May 19, 2009
More Mining Software Repositories
I tried to talk with as many people from MSR about the Hadley centre codebase, and what might be possible. I’m encouraged, since it seems like anything I can do with respect to mining the version control system, even if it’s recreating another result, would be interesting.
Subversion is probably the VCS that the most work has been done on, and there’s a reasonable amount of work on identifying closely coupled modules. One fellow I need to look up presented a poster (with short paper) on a case study of applying the state of the art technology to an industrial codebase (in Java). He told me a little about the things I should look for in Subversion, and that I should really understand the workflow to make good conclusions. I kind of understand that work is done on branches and then merge at Hadley, which would make things easiest, but I’ll need to verify that.

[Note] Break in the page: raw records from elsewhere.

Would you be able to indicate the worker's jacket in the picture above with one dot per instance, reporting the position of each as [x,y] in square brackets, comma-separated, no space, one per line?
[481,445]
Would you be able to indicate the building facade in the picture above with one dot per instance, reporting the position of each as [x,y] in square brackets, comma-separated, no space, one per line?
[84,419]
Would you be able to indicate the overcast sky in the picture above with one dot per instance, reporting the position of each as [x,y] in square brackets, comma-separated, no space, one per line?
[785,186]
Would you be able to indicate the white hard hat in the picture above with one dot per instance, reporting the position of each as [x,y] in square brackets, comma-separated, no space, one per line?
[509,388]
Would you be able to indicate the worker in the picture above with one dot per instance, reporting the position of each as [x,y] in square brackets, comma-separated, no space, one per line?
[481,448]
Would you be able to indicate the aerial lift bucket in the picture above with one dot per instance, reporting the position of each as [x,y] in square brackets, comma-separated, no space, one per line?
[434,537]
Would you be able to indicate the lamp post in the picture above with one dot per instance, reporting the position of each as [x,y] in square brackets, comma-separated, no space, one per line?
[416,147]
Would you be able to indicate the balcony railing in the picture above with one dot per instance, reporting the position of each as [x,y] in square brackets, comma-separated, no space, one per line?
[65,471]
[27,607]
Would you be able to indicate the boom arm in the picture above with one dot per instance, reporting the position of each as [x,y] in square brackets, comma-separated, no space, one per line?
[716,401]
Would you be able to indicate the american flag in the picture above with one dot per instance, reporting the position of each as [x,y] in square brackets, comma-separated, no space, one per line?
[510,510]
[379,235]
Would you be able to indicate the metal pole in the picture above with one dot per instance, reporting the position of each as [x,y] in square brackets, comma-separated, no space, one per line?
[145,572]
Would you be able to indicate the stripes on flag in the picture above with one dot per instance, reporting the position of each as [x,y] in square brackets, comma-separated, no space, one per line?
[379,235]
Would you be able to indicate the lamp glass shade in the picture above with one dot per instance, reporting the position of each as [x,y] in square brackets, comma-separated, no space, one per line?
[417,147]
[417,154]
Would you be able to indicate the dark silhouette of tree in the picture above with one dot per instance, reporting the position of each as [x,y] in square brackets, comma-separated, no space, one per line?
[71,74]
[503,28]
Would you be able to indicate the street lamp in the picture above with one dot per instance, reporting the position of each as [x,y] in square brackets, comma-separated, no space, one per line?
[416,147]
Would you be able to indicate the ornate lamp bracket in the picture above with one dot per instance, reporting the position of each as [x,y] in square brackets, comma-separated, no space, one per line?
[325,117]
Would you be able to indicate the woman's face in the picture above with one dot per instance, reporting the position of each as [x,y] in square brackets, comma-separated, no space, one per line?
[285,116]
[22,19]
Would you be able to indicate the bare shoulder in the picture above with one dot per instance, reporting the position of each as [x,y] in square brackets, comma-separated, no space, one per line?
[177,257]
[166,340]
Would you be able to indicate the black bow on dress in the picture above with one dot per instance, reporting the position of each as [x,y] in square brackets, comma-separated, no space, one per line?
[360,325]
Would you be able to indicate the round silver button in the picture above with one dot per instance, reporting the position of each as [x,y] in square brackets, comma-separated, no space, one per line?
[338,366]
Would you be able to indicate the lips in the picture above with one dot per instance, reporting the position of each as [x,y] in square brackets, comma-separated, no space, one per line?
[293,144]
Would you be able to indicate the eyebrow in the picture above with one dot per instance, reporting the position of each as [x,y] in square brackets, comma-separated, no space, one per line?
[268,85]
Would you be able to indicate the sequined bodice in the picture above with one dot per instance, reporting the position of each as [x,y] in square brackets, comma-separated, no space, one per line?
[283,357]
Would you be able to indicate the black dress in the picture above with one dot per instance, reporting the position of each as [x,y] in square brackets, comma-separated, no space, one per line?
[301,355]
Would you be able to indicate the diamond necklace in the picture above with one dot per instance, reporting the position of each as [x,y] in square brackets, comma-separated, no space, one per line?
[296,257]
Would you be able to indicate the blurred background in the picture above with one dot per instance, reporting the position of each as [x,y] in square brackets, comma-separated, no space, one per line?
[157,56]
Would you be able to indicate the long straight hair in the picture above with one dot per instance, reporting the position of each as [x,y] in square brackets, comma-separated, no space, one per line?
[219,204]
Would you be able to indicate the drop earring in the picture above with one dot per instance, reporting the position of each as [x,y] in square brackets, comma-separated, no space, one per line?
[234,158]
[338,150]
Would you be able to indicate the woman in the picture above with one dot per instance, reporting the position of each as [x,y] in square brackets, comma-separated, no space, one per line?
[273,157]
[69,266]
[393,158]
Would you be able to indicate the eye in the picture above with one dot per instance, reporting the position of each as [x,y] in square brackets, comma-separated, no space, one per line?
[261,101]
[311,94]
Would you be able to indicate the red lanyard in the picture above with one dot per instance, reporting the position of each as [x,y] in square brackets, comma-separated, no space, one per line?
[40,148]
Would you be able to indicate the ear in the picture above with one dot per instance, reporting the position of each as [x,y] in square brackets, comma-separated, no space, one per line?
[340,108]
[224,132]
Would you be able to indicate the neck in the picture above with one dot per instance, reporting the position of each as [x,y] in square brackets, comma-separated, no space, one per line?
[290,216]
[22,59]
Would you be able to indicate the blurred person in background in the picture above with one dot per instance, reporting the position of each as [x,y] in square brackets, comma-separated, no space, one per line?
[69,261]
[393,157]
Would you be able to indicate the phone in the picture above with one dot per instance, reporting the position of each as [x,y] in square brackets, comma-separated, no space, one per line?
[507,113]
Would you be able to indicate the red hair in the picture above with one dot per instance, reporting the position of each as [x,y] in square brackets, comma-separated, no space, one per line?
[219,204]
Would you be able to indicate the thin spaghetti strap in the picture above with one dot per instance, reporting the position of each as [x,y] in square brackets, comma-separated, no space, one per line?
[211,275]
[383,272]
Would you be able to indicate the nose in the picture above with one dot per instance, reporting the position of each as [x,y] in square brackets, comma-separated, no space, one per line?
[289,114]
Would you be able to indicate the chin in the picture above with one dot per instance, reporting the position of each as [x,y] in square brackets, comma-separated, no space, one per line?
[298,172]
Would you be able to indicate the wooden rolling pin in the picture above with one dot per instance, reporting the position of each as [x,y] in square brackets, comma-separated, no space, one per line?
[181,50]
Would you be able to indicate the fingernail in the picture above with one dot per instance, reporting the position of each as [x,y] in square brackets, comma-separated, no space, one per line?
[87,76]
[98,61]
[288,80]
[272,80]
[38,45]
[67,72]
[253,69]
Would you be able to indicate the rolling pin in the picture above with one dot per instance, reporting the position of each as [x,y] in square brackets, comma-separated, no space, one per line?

Some work has done static analysis to identify coupling, which might work with fortran. It wouldn’t capture connections with data files or with configuration options, though. Some of the source code searching could be useful, particularly for the connections between code and data files and configuration file options.
If this is at all successful, I think that a recommended list of files, functions, data files, or configurations to consider with a proposed change might be immediately useful. If there’s some sort of meta-tagging in the VCS, it could be both improved and validated based on some very simple feedback or logging mechanisms.
In a very long-term kind of way, this can tie into deciding how “necessary” the couplings are. I think if we tie this to the idea of mapping the code back to physical processes, then we can see how many clusters of highly coupled (say, as in changed together often) files tie back to related physical processes. It might be possible to say something about what the clusters correspond to, and if any of them are “historical accidents” as opposed to proceses which are necessarily related. Or Conway’s Law kind of effects – to mention to workshop from today. It might be that some of the coupling groups are related to a key person’s area of experise, or related areas of climate science that do not describe tightly coupled processes (areas where maybe there should be some sort of pseudo-inheritance? Maybe?)
To tie the code back to formulae and results, Greg has suggested provenance tools. This I’ll need to sort out more.
Specifics all to come – this is more of a “To Do” list.